Massoud and Maryam Rajavi run a personality cult which dictates to the members that only they should be worshipped and adored. There is no room for other relations, even friendships. In the MEK, members are not even permitted to maintain a relationship with other family members inside the group, such as siblings, parents, aunts, uncles, cousins. Relations between individuals is severely restricted and constantly monitored for infringements. This state of affairs is maintained through a harsh, unremitting regime of daily confessions with infringements – or sins – punished by an escalating system of public humiliation, beatings and isolation. In Camp Liberty residents are billeted six to a bungalow even though enough space has been allocated to allow for two per housing unit. The cult leaders insist on more than two people sharing as a means to prevent dissenting views from being discussed behind closed doors.

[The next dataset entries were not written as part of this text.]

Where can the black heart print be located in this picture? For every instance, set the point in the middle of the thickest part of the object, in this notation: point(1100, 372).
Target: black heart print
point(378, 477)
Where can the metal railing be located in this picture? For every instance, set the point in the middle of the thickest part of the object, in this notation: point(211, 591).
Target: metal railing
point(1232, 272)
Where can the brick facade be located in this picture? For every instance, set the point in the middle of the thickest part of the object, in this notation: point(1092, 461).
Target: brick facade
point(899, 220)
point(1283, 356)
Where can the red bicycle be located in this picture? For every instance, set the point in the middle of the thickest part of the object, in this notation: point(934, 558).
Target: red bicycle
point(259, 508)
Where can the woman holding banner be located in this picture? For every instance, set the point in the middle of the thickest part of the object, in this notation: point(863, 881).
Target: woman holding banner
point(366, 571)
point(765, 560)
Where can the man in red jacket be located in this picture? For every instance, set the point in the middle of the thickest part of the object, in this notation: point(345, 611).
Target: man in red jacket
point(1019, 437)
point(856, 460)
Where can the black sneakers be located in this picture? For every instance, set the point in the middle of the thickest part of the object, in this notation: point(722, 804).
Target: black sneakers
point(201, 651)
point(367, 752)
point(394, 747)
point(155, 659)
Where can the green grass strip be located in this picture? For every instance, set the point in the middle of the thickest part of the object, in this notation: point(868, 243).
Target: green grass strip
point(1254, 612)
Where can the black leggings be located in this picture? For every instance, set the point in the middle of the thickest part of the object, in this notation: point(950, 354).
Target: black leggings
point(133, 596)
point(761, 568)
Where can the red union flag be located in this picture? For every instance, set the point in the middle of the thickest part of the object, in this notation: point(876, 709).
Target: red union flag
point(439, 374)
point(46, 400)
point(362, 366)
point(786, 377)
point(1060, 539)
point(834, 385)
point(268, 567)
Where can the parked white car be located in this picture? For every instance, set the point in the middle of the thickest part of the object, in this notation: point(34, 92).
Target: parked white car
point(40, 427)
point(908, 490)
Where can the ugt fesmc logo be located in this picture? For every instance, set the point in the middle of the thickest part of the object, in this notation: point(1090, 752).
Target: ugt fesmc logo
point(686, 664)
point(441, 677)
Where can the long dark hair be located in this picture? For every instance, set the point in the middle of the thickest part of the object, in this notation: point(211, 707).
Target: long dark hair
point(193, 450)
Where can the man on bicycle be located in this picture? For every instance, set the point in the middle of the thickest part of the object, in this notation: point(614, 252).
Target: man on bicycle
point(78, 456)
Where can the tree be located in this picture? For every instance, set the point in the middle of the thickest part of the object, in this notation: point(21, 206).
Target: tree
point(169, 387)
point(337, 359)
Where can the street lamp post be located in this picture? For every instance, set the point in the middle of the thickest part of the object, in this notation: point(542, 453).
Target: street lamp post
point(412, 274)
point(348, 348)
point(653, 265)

In Iraq the estranged families of MEK members have maintained a vigil outside both Camp Ashraf – and now Camp Liberty – for nearly three years. These families have travelled to Iraq to try and get news of and contact with their loved ones who are being held hostage by the Rajavi cult. Massoud and Maryam Rajavi have imposed cruel conditions on their followers in which nobody is allowed to have contact with their families outside the cult without the permission of the leaders.

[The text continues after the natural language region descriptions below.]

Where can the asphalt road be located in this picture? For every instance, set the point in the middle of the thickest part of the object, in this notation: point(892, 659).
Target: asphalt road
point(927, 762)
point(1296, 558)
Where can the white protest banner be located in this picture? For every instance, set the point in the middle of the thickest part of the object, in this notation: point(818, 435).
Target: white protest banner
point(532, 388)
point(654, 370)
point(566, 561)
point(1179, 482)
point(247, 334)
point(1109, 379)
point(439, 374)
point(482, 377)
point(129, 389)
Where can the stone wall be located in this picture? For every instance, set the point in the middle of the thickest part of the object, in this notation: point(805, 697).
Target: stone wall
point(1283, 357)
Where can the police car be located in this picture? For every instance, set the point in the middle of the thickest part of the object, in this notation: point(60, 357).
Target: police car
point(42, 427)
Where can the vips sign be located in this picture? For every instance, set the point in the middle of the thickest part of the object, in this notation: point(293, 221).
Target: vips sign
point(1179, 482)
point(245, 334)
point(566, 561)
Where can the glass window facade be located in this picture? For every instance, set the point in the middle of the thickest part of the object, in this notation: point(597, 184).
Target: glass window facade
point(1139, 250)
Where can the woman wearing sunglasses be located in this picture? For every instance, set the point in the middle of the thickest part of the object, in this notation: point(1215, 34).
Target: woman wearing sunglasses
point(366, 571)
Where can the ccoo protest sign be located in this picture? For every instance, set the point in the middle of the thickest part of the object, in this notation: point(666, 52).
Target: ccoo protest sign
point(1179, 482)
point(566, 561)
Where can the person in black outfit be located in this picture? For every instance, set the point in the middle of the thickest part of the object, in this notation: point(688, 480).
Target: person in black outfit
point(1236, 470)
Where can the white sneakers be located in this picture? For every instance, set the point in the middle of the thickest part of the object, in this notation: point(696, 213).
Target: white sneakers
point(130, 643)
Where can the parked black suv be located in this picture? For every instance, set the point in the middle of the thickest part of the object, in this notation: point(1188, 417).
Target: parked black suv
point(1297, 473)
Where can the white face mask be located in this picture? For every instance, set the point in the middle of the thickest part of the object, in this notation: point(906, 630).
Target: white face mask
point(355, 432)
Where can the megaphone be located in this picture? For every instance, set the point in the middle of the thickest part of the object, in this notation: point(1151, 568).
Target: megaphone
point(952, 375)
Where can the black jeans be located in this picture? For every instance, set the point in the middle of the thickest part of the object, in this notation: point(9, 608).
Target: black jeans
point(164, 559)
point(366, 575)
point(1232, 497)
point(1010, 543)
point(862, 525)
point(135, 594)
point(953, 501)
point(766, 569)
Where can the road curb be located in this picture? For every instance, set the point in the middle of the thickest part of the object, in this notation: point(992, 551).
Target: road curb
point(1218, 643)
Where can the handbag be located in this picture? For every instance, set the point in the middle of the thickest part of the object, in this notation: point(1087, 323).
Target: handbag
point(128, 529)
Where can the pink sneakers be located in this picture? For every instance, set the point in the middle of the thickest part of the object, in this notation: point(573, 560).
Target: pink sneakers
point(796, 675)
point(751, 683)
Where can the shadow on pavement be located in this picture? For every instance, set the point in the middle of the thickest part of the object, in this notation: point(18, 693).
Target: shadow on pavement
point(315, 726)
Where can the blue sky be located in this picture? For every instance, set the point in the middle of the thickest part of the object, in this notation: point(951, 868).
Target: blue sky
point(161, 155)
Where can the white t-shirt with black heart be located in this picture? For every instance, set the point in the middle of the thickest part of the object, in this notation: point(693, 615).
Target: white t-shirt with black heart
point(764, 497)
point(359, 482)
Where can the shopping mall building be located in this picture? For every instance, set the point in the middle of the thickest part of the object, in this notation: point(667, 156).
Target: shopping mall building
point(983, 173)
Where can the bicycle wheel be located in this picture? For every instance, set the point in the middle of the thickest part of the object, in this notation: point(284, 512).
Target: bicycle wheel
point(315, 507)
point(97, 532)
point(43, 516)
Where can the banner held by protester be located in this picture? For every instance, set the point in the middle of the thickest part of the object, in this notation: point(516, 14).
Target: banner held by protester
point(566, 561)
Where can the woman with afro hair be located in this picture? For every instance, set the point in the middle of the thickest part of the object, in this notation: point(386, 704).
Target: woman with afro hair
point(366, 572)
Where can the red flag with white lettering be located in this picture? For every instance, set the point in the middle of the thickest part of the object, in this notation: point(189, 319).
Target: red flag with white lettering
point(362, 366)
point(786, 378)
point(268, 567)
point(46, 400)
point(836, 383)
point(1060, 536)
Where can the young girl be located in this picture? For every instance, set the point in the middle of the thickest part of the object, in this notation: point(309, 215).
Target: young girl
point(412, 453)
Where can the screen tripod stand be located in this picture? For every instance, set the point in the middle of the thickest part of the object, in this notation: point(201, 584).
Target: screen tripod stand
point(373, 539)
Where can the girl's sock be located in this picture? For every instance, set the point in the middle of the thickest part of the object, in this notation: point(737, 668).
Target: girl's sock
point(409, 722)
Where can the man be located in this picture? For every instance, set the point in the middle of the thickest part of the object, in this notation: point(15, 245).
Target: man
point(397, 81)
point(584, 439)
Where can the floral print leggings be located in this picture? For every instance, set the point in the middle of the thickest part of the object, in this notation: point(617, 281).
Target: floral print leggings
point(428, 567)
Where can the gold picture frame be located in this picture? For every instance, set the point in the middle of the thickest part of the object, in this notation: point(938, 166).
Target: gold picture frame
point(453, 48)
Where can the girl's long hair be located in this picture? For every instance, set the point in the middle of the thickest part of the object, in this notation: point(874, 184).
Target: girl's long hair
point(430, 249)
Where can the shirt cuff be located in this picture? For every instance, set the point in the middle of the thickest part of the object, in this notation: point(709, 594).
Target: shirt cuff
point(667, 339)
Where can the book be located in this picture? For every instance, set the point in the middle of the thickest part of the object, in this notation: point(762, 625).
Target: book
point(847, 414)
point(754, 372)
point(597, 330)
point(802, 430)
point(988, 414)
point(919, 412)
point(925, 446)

The Americans in Iraq have done nothing to help these families reach their loved ones. Instead they have apparently done everything possible to prevent the dissolution of the MEK as a single entity, in spite of being informed of the cult nature of the group.

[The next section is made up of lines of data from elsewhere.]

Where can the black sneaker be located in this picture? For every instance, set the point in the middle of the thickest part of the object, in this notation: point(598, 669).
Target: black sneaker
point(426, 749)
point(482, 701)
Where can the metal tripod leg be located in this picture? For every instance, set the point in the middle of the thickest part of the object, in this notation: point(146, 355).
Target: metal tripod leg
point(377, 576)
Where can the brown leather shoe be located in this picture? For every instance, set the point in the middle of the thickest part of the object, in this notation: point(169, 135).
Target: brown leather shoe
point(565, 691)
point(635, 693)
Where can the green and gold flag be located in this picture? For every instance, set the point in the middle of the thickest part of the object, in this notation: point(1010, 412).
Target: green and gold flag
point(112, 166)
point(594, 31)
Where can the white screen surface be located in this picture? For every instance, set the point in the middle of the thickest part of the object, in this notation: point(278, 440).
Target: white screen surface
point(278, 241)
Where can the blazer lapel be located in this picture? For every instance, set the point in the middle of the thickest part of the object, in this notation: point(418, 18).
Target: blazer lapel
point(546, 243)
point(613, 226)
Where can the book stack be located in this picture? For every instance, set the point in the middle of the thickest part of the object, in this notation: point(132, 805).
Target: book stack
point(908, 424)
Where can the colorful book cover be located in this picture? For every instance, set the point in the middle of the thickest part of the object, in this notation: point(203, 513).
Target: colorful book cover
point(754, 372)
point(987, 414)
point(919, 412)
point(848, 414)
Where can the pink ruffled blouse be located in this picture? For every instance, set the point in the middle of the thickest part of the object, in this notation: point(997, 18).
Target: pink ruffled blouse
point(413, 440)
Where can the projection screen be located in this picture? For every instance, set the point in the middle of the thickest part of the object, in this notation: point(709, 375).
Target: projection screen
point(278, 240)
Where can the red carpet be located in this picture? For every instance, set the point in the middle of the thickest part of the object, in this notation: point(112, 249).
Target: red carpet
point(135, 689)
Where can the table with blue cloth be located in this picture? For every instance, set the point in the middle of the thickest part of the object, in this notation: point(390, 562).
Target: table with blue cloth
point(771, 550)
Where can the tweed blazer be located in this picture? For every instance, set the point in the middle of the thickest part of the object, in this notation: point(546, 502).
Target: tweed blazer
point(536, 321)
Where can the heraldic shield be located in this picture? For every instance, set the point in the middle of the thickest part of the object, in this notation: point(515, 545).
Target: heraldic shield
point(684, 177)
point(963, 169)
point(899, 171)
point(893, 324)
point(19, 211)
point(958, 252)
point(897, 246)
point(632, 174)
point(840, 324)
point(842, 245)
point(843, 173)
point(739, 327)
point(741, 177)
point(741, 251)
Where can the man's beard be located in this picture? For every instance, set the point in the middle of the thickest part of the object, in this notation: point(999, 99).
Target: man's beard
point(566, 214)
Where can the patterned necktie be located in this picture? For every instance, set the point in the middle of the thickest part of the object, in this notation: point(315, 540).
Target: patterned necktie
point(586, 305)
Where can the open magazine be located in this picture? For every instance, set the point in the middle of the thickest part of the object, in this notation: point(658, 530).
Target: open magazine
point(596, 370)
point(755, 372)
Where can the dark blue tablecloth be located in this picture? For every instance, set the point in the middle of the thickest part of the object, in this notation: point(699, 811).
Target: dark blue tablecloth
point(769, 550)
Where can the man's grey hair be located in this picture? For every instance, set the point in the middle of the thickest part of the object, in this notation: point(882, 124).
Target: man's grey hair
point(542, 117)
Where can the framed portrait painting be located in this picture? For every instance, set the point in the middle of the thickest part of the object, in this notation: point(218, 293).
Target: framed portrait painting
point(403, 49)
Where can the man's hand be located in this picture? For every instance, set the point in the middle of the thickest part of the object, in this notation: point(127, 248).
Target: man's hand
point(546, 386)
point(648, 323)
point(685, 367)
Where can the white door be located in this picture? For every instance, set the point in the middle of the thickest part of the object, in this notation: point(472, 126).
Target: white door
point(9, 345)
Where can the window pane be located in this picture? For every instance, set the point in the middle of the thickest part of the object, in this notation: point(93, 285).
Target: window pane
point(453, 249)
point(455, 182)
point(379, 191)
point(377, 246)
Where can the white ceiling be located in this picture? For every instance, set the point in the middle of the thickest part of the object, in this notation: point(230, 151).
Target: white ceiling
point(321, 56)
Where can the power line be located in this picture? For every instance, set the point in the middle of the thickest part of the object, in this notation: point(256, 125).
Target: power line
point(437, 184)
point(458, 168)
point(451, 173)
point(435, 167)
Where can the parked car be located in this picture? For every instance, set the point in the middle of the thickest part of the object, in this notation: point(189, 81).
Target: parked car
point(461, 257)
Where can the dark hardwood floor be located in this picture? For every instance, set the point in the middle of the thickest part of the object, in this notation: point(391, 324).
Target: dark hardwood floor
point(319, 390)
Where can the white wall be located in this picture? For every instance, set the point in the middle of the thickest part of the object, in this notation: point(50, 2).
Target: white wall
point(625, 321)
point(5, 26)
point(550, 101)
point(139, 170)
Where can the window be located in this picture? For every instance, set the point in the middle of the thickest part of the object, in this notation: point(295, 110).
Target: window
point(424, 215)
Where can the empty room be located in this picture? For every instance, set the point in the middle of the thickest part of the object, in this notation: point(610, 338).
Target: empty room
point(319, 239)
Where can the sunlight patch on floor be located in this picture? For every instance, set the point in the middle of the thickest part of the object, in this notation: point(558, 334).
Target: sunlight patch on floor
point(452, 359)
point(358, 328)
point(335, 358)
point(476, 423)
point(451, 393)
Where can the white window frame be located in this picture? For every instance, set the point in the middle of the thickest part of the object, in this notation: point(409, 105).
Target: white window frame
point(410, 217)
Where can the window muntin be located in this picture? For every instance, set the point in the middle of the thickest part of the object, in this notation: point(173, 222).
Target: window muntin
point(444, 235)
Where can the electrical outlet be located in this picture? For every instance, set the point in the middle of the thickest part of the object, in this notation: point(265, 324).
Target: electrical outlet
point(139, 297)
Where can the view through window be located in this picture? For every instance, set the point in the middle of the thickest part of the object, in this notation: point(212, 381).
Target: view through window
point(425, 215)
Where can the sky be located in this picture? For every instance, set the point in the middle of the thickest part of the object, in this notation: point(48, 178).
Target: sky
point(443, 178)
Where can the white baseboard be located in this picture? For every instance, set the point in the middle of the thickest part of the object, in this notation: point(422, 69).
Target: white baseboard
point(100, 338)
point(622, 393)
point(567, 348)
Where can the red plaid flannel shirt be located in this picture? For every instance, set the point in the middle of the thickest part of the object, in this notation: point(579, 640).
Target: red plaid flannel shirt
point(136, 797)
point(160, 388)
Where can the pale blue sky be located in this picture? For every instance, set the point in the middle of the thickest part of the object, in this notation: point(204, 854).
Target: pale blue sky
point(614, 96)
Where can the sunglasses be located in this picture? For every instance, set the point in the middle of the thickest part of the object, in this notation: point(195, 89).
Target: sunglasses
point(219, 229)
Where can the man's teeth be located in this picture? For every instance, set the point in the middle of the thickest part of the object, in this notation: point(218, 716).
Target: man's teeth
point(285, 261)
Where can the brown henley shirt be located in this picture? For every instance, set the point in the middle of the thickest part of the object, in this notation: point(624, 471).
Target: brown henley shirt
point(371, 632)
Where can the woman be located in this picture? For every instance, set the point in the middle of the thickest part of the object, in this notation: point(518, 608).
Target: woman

However, because the US terrorism list has no relevance in Iraq, the Government of Iraq will not change its stance because of this action. Indeed, no government of any colour would be able or willing to keep any MEK in Iraq because of its history of violence against Iraqi citizens.
Since the US government no longer regards the MEK as terrorists the Americans should now make a real effort to remove them from Iraq for their own wellbeing. The State Department claims that the MEK has publicly renounced violence – even though there is no evidence that the MEK leader Massoud Rajavi has made any verbal or documented declaration to this effect. (Who do the State Department thinks actually runs the MEK? Lawyers?) As such the MEK should be expected to fully decommission its military personnel and reconfigure its internal structure to allow it to pursue exclusively peaceful and democratic opposition activities against the governments of Iran and Iraq, and possibly Syria.
The burning question then is what the MEK will do with its redundant former fighters in Camp Liberty in Iraq? As avowed enemies of the Iranian government they must presumably take refuge in the West. To qualify as refugees they must renounce their membership of the MEK as a political entity. Logically this should not present any difficulty as they are no longer needed as fighters. (Because the MEK is now a peaceful organisation with no need for any personnel trained in violence or military/terrorist style activity.)
The first step is to open up Camp Liberty to the outside world, to the families and humanitarian NGOs which are waiting to offer help to the residents. The residents must be given access to external information sources, internet, television, telephones, print media, etc. Conditions must prevail such that each resident is able to enjoy freedom of movement in the camp, freedom of association in the camp, including between the genders, and freedom to contact their families. This would represent a first, yet vital, step toward solving the problem of the MEK in Iraq.